This notebook provides an example of a sentiment analysis, a dictionary based method that is easy computed from the document term matrix.

Setup R

The methods in this notebook add another package to the standard list.

require(tm)
Loading required package: tm
Loading required package: NLP
require(tidytext)   # has dictionaries for sentiment analysis
Loading required package: tidytext
require(stringr)    # not in the tidyverse
Loading required package: stringr
require(tidyverse)
Loading required package: tidyverse
Loading tidyverse: ggplot2
Loading tidyverse: tibble
Loading tidyverse: tidyr
Loading tidyverse: readr
Loading tidyverse: purrr
Loading tidyverse: dplyr
Conflicts with tidy packages ----------------------------------------------------------------------
annotate(): ggplot2, NLP
filter():   dplyr, stats
lag():      dplyr, stats

Sentiment analysis

The tidytext package has 4 sentiment dictionaries. You can get a list of these from get_sentiments.

# get_sentiments("")

View is a very nice function to use in R-Studio. You cannot edit the data, just view it; it does, however, have some very nice sorting features. (If the option eval=FALSE is set in the header to an “R chunk”, R-Studio won’t evaluate that chunk unless you do it manually.)

View(get_sentiments('bing'))

The sorting is particularly handy in dictionaries with a variety of codings (Loughran and NRC).

View(get_sentiments('loughran'))

Negative words tend to dominate dictionaries. For example the Bing dictionary is dominated by negative words.

table(get_sentiments('bing')$sentiment)

negative positive 
    4782     2006 

Read the wine data from its CSV file. If this corpus were larger and the calculations took longer, it would be a good idea to save the “processed” data in a “.sav” file rather than process it again here.

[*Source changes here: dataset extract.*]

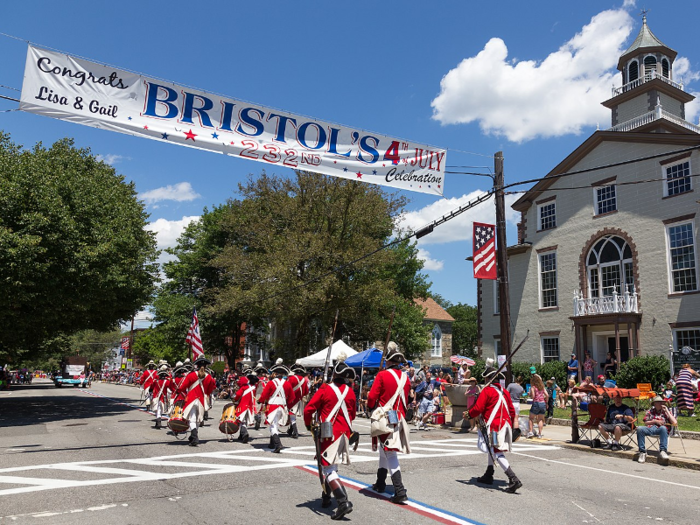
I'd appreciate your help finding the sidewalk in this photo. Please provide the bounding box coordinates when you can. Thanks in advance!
[434,406,700,470]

Wine <- read_csv("../data/Wine.csv", col_types = cols(alcohol = col_double()))
dim(Wine)
[1] 20508    14
WineCorpus <- Corpus(VectorSource(Wine$description))
replace <- content_transformer(function(text, from, to) str_replace_all(text, from, to))
toSpace <- content_transformer(function(text, pattern) str_replace_all(text, pattern, " "))
toLower <- content_transformer(function(text) tolower(text))
WineCorpus <- tm_map(WineCorpus, toLower)
WineCorpus <- tm_map(WineCorpus, replace, "wieght", "weight")
WineCorpus <- tm_map(WineCorpus, toSpace, '-|/|,|\\.')     # otherwise runs together; dot is special regex
WineCorpus <- tm_map(WineCorpus, removePunctuation)
WineCorpus <- tm_map(WineCorpus, stripWhitespace)
WineCorpus <- tm_map(WineCorpus, removeWords, stopwords("english")) 

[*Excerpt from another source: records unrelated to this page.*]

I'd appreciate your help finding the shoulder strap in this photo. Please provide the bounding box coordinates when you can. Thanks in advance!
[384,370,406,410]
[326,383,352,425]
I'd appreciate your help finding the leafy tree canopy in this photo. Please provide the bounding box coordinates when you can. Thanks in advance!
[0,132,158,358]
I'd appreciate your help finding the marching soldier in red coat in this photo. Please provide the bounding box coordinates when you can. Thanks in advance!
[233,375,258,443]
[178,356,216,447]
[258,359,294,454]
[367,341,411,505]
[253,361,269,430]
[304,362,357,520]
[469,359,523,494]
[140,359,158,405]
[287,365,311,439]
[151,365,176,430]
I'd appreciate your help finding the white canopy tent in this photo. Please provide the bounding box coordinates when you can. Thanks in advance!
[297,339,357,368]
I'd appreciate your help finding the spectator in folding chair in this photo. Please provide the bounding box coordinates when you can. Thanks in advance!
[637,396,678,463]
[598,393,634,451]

Sentiment analysis can be done efficiently from the document-term matrix because the DTM has the counts of all the words in the documents. (See the tidytext book for a different approach.)

Now compute the document term matrix, along with the row and column marginal counts. (The DTM is a little smaller, with fewer types – 5,412 – here than in the first slides because of handling the comma differently and removing the stop words.)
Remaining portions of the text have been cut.